Trivia: On 16 June 1919, the German delegation to the Paris Peace Conference was notified they had three days to accept the Treaty of Versailles. The deadline was later extended to the 23rd of June. Source: Paris 1919: Six Months That Changed The World, Margaret MacMillan.

Currently Reading: Walkers On The Sky, David J Lake. It starts from a great setting, the ships that sail the force-field dome set at varying heights above the people they rule as gods. Yes, sometimes there's sky islands. Lake created lots of really great settings that had average stories set in them.

PS: A Summer 2015 Mathematics A To Z: jump (discontinuity) to begin the fourth week of my A to Z. First post since the last mathematics roundup.

(no subject)

Date: 2015-06-16 06:41 am (UTC)
From: [identity profile] c-eagle.livejournal.com
heh... Interesting... I have a Canadian friend who says American signage is difficult :D

(no subject)

Date: 2015-06-17 02:53 am (UTC)
From: [identity profile] austin-dern.livejournal.com
At least at American airports they put up a sign warning that if you go past this point you're leaving the security quarantine and will have to have a boarding pass to re-enter. There was nothing like that anywhere around Toronto that we could figure out.

(no subject)

Date: 2015-06-16 01:37 pm (UTC)
From: [identity profile] rcoony.livejournal.com
I had no idea you went to Paris. What did you go there for?

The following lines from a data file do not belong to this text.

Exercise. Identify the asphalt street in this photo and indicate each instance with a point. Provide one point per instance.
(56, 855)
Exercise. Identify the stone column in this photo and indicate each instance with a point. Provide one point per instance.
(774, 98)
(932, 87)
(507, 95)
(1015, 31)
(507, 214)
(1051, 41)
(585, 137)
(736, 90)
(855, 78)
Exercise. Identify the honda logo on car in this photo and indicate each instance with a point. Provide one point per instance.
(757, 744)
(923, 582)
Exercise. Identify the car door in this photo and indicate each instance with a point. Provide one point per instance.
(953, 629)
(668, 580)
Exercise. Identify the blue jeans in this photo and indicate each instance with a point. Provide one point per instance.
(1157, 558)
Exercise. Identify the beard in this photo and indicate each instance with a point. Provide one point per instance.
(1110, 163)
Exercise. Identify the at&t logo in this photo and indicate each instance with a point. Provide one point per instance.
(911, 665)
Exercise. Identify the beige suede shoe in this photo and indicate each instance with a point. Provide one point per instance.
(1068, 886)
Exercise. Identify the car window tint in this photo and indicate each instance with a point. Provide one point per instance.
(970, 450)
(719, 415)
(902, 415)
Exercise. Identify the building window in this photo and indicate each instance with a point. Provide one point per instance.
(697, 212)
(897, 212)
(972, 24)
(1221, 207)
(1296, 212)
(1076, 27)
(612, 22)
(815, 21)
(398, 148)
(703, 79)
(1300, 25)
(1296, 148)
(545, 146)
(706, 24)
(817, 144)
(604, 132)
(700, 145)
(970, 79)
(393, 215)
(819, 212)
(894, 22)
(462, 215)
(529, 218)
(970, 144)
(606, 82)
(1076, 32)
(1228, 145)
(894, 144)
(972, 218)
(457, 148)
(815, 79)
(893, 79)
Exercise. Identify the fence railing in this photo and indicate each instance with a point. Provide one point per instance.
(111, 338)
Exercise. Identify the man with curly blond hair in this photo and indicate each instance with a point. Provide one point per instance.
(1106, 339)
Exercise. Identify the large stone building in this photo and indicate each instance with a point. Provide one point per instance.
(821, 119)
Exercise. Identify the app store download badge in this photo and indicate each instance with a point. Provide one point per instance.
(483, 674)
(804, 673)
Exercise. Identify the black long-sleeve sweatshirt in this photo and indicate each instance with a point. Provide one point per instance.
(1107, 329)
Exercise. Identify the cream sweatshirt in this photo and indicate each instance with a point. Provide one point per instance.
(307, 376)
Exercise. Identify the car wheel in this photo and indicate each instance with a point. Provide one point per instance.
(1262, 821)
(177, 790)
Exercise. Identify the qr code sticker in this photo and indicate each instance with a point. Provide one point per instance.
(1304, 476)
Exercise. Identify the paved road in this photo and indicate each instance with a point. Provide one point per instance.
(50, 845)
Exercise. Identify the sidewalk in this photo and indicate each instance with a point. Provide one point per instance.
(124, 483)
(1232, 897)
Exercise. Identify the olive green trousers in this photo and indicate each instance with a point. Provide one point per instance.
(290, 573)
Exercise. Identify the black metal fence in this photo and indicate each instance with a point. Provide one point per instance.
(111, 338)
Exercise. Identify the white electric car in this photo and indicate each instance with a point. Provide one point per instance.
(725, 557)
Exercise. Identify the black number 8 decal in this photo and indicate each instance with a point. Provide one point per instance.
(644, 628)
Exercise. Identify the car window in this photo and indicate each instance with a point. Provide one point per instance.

Which Paris? The one in France? Or the one in Ontario? You could have just drove to that one. Same with Paris, Illinois, and you probably would not have been routed through Canada. But remembering our road trips of long ago, I wouldn't count that out entirely.

(no subject)

Date: 2015-06-17 02:54 am (UTC)
From: [identity profile] austin-dern.livejournal.com
We went to Paris, France, as a way point, to get us to Brittany and then to London! But the main objective here was getting to an academic conference in the city of Rennes, in northern France. We used this as a chance to see a couple of amusement parks and [livejournal.com profile] bunny_hugger's uncle.

(no subject)

Date: 2015-06-19 10:09 pm (UTC)
ext_392293: Portrait of BunnyHugger. (reading)
From: [identity profile] bunny-hugger.livejournal.com
A couple of people had told me that they find small planes less scary and "smooth." I don't know how their experiences are so different. It plunged viscerally every time it hit a cloud, which was often enough, being as it was in the sky and all that. The landing was harrowing: it felt like going down a stairway on a pogo stick, and because I could see out of the front window I couldn't not look. And what I saw was the plane seeming to veer wildly back and forth to the extent that I thought hitting the runway would be a matter of chance and not a very good one at that. In the last moments before landing it felt as though we were lurching slowly over buildings that we might as easily clip. This is surely not what happened, but just as surely, it is how it appeared to me at the time.

(no subject)

Date: 2015-06-22 02:13 am (UTC)
From: [identity profile] austin-dern.livejournal.com
I wonder if the scene ahead seemed to be bouncing around just because we were far from the ground and so a slight change in the heading multiplied by the distance produced a large apparent change in what we were looking at.

I don't see how a small plane could be smoother than a large plane Inertia alone seems to make that implausible. Perhaps they fly much less interesting skies.